不知过了多久,东方的天际,终于透出了一线极淡、极微弱的鱼肚白。墨蓝色的夜幕开始缓缓褪色,星辰渐隐。那轮见证了千古悲欢的下弦月,似乎也耗尽了最后的光辉,颜色变得苍白而稀薄,斜斜地挂在天幕边缘,即将沉入西边的群山之后。江面上的月影随之黯淡、模糊,最终与流动的暗色水波融为一体,再难分辨。

当第一缕真正意义上的晨光,如同金色的利剑刺破云层,将江面染上一道道流动的金红时,李阳冰被仆役搀扶着,失魂落魄地回到了谢家青山下那座孤寂的茅屋。

屋内,一切如旧。药炉冰冷,残药散发着苦涩的气息。破旧的衾被凌乱地堆在矮榻上,仿佛还残留着主人最后的体温。那幅墨迹淋漓的《临路歌》依旧静静地躺在案头。

然而,当第一线金色的朝阳穿过破旧的窗棂,准确地投射在诗稿上时,李阳冰的目光凝固了。

只见那饱蘸浓墨、力透纸背的“大鹏飞兮振八裔”七个字,在温暖明亮的晨光照射下,墨迹深处,竟隐隐透出一种奇异的、温润的、流动的光泽!那光泽并非墨色所有,倒像是……倒像是昨夜江心那凝聚的月魄精华,悄然渗入了这力竭悲歌的字里行间!墨痕浓重处,那光泽幽深如寒潭蕴玉;飞白枯笔处,那光泽又轻盈如月下流霜。整幅诗稿,仿佛被赋予了生命,在晨光中无声地呼吸着,散发出一种超越了纸墨、超越了尘世的清冷辉光!

李阳冰颤抖着伸出手,指尖小心翼翼地、近乎虔诚地拂过那流动着月华般光泽的墨迹。指尖传来温润的触感,仿佛触摸的不是冰冷的纸张,而是昨夜江心那轮明月的魂魄。他猛地抬头,望向窗外。

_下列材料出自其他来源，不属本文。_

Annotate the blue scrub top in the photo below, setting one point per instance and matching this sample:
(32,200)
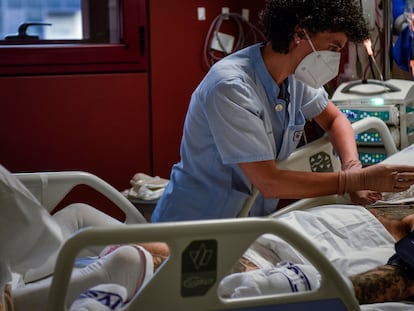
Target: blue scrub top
(234,116)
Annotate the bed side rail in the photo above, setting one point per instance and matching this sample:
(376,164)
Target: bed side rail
(51,187)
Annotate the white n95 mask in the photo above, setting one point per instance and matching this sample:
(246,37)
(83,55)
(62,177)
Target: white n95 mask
(318,68)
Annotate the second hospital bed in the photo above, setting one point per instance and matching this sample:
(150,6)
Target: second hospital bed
(226,240)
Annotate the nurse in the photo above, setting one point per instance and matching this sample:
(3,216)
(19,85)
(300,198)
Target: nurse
(250,111)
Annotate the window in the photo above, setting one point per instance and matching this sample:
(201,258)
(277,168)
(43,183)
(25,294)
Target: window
(68,36)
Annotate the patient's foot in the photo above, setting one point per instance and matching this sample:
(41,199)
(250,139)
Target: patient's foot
(397,228)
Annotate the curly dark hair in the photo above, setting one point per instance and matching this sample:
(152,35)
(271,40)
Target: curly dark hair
(280,17)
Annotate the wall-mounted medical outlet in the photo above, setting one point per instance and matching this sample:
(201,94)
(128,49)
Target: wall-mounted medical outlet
(245,14)
(222,42)
(225,11)
(201,14)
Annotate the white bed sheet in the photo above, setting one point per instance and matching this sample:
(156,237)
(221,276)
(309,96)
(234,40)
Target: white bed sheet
(350,236)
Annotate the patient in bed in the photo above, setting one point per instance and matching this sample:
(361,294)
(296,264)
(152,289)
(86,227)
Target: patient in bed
(269,256)
(354,241)
(96,265)
(267,252)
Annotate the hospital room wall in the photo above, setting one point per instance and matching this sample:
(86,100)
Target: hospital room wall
(113,124)
(176,66)
(95,123)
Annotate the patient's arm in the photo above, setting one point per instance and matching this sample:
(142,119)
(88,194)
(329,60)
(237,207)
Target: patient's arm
(385,283)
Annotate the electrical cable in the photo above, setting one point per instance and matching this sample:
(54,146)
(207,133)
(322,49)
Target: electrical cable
(209,55)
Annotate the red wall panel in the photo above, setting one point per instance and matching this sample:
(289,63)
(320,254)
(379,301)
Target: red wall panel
(176,66)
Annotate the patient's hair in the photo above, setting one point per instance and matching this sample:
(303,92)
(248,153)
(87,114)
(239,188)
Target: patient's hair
(280,17)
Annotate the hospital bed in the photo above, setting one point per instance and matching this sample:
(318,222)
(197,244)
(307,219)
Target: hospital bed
(226,240)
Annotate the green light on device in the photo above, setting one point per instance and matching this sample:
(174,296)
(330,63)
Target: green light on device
(377,101)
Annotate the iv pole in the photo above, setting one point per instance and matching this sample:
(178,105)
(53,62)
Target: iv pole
(387,39)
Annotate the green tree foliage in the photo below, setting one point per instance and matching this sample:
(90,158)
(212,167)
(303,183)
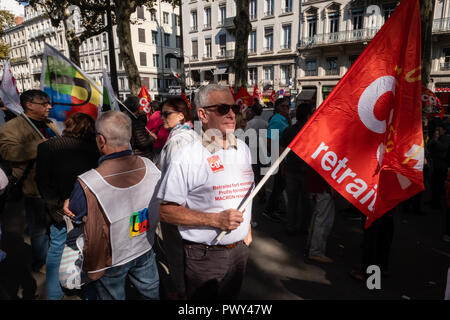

长江在初升的朝阳下奔流不息,波光万顷,碎金跃动。昨夜的惊涛骇浪、月涌星垂、骑鲸捉月的幻影与悲声,都已被这崭新的晨光温柔地覆盖、抚平。江面开阔浩荡,流向目不可及的远方,仿佛能一直流淌到时间的尽头。那永恒的波涛声,低沉而雄浑,如同大地沉稳的心跳,亘古不变地回响在天地之间。

案头,浸润了月魄诗魂的墨迹在晨光中无声流转。窗外,长江的万顷金波向着永恒的远方奔涌不息。